ProteinIQ
PepMLM icon

PepMLM

Target sequence-conditioned peptide binder design using masked language modeling

What is PepMLM?

PepMLM is a de novo peptide binder design tool that generates linear peptide sequences predicted to bind specific target proteins. Developed by the Chatterjee Lab and published in Nature Biotechnology in 2025, PepMLM employs a target sequence-conditioned masked language modeling approach built on ESM-2, a state-of-the-art protein language model.

Unlike structure-based design methods that require 3D coordinates of the target protein, PepMLM operates exclusively from amino acid sequences. The model positions peptide binders at the C-terminus of target proteins and reconstructs the binder region through span masking, enabling generative design of candidate binders to any target protein without structural information.

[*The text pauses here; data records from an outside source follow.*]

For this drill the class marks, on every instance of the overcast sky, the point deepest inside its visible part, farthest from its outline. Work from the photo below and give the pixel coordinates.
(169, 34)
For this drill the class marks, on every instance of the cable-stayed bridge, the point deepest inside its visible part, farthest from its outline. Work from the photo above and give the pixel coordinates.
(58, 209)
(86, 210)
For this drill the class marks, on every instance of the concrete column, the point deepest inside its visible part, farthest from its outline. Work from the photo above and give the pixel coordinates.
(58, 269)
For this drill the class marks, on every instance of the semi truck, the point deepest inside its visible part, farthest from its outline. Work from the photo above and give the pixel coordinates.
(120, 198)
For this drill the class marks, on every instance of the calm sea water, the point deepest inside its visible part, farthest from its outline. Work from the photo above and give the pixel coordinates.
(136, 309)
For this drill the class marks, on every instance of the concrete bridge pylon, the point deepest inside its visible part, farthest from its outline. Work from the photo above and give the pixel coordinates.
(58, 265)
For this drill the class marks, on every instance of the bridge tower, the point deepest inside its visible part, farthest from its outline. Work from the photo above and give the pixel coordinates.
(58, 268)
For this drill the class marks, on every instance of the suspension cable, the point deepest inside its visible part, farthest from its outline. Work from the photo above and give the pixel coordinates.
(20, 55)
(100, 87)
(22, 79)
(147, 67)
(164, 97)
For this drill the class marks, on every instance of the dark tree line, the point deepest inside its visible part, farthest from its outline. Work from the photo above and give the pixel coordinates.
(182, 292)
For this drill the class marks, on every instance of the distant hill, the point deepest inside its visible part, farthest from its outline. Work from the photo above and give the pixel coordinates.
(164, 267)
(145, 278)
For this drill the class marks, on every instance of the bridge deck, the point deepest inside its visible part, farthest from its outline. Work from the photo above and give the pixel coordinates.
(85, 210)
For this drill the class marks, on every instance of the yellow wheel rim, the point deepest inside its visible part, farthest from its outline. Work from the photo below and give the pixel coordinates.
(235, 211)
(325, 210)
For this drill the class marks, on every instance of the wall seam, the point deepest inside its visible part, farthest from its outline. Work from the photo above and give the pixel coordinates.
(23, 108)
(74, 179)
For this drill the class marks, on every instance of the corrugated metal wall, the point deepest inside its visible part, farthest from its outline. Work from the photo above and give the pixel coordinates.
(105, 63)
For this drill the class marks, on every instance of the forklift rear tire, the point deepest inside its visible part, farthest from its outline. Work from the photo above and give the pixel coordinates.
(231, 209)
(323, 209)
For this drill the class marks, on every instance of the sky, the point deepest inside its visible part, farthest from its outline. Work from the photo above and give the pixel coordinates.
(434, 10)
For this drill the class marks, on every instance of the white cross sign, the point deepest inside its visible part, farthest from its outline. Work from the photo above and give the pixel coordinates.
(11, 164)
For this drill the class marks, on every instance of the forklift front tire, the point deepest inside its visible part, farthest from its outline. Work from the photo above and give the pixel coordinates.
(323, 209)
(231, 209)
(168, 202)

PepMLM was experimentally validated through binding assays and targeted protein degradation studies, demonstrating efficacy against cancer biomarkers, viral phosphoproteins, and Huntington's disease-related proteins.

How to use PepMLM online

ProteinIQ provides a web-based interface for running PepMLM without command-line installation or GPU configuration. Paste or upload target protein sequences, adjust generation parameters, and receive ranked peptide binder candidates with confidence scores.

Inputs

InputDescription
Target Protein Sequence(s)Amino acid sequence of the target protein. Accepts FASTA format, raw text sequences, or UniProt IDs. Multiple targets can be processed in a single job (batch mode). Maximum 50 sequences per job.

Settings

Generation parameters

SettingDescription
Peptide lengthLength of generated binders in amino acids (5–30, default 15). Therapeutic peptides typically range 10–20 residues. Shorter peptides (5–10) offer better cell penetration but may have lower binding affinity. Longer peptides (20–30) may achieve stronger binding but require more complex synthesis.
Binders per targetNumber of candidate peptides to generate for each target sequence (1–20, default 4). Higher values provide greater sequence diversity but increase computation time.
Top-k samplingRestricts sampling to the top kk most probable amino acids at each position (1–10, default 3). Lower values (1–2) produce conservative, high-confidence designs. Higher values (5–10) increase sequence diversity by exploring more of the probability distribution.

Results

The output presents a ranked table of peptide binder candidates with confidence metrics.

ColumnDescription
BinderDesigned peptide sequence in single-letter amino acid code. Sequences may contain X (any amino acid) at positions where the model assigns similar probabilities to multiple residues.
Pseudo PerplexityLanguage model confidence score for the generated sequence. Lower values indicate higher model confidence. Typical values range from 10–40, with scores below 20 representing high-confidence predictions.
Input SequenceTarget protein sequence (truncated to 50 characters). Only displayed when processing multiple targets in batch mode.

Interpreting pseudo-perplexity

Pseudo-perplexity quantifies how "surprised" the ESM-2 model is by the generated peptide sequence conditioned on the target protein. The metric is calculated exclusively on the masked binder region by measuring reconstruction loss.

  • < 15 — Very high confidence, strong sequence likelihood
  • 15–25 — High confidence, typical for validated binders
  • 25–35 — Moderate confidence, may benefit from experimental screening
  • > 35 — Lower confidence, consider adjusting parameters or target sequence

In the original benchmarking, pseudo-perplexity showed statistically significant negative correlation (p < 0.01) with AlphaFold-Multimer structural metrics (ipTM and pLDDT scores), validating its use as a selection criterion.

How does PepMLM work?

PepMLM adapts the ESM-2 protein language model for conditional peptide generation through a novel masking strategy. The approach treats binder design as a sequence reconstruction problem where peptides are predicted given their target protein context.

Masked language modeling

The core innovation positions peptide sequences at the C-terminus of target proteins during training. The entire binder region is masked, forcing the model to reconstruct it based solely on the target sequence context. This contrasts with traditional masked language models that mask random tokens throughout the sequence.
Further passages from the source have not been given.